A iniciativa é promovida pela Universidade Federal de Mato Grosso do Sul em parceria com a Agência Estadual de Administração do Sistema Penitenciário e com o Conselho da Comunidade de Corumbá, e prevê remição de pena de até 48 dias por ano conforme a Resolução n° 391/2021 do Conselho Nacional de Justiça e a Portaria Conjunta TJMS n° 004/2025, de 13 de outubro.
A coordenadora Elaine Dupas, do curso de Direito da UFMS Campus Pantanal, conduziu a curadoria do programa e planeja ampliar as turmas em Corumbá e apoiar replicações do modelo em outras unidades prisionais. “É um instrumento indispensável para a ressocialização, que é uma das funções da pena. A novidade é ser um clube de leitura, ou seja, leitura coletiva, todos lendo a mesma obra. Isso vai além da leitura individual tradicional e permite outras percepções e reflexões”. A ação integra acadêmicos de graduação e de mestrado e aproxima a universidade do sistema prisional em vivência formativa.
A curadoria selecionou 18 títulos, entre eles oito obras de autores sul-mato-grossenses, com a finalidade de valorizar a produção regional. O projeto foi fomentado pelo Conselho da Comunidade de Corumbá e tem apoio operacional das direções das unidades, responsáveis por organizar rotinas, logística e assegurar a segurança para realização dos encontros.
A mediação das rodas de leitura ficou a cargo de especialistas, entre eles Marcelle Saboya, referência em clubes de leitura e mediadora do Clube Leituras di Macondo, presente há mais de uma década na capital pantaneira. A capacitação para implantação dos clubes no sistema prisional foi ofertada pelo coletivo Remição em Rede, que orientou práticas para democratizar o acesso à literatura e qualificar a remição pela leitura.

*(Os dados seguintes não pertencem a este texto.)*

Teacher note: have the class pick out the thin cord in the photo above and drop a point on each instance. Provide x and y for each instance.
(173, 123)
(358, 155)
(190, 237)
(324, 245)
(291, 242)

Uma biblioteca itinerante garante a circulação organizada e contínua dos exemplares entre as duas unidades prisionais, assegurando o acesso aos títulos escolhidos. Entre as referências metodológicas utilizadas está a obra Uma aposta nas pequenas revoluções, publicada em parceria pelo Selo Emília e a Solisluna Editora, que valoriza a literatura como fio condutor e a escuta livre de preconceitos nas rodas de conversa.
A diretora de Assistência Penitenciária da Agepen, Maria de Lourdes Delgado Alves, destacou o alinhamento do projeto com a política de humanização da execução penal praticada no Estado. “O sistema prisional sul-mato-grossense tem investido em ações estruturadas que promovem educação, cultura e oportunidades reais de transformação. O clube de leitura está em consonância com o nosso compromisso com a ressocialização responsável, com respaldo legal e acompanhamento técnico, mostrando que é possível unir segurança e dignidade”. A dirigente ressaltou ainda que a execução depende do trabalho integrado dos policiais penais e das direções das unidades.
A chefe da Divisão de Assistência Educacional da Agepen, Rita de Cássia Argolo Fonseca, avaliou o método como inovador ao promover pertencimento e reflexão crítica. “Estamos falando de uma metodologia que promove pertencimento, diálogo e desenvolvimento crítico. Ao garantir o direito à literatura e integrar universidade, comunidade e sistema prisional, fortalecemos uma política pública consistente, baseada em evidências e alinhada às diretrizes nacionais da execução penal”. A integração entre instituições aparece como elemento central para a manutenção das atividades.
Para o acadêmico Adriano Ojeda, aluno de Direito do Campus Pantanal da UFMS, a experiência acrescentou dimensão prática à formação. “É essencial para minha formação acadêmica, humana e social, permitindo vivenciar a execução penal na prática”. A participação de estudantes contribui para caráter formativo e para o intercâmbio entre saberes acadêmicos e práticas de assistência penitenciária.
O projeto combina elementos pedagógicos, logísticos e legais ao reunir curadoria especializada, mediação qualificada, capacitação e infraestrutura móvel de livros, configurando uma prática de assistência penitenciária que visa a ressocialização por meio da leitura coletiva e do diálogo.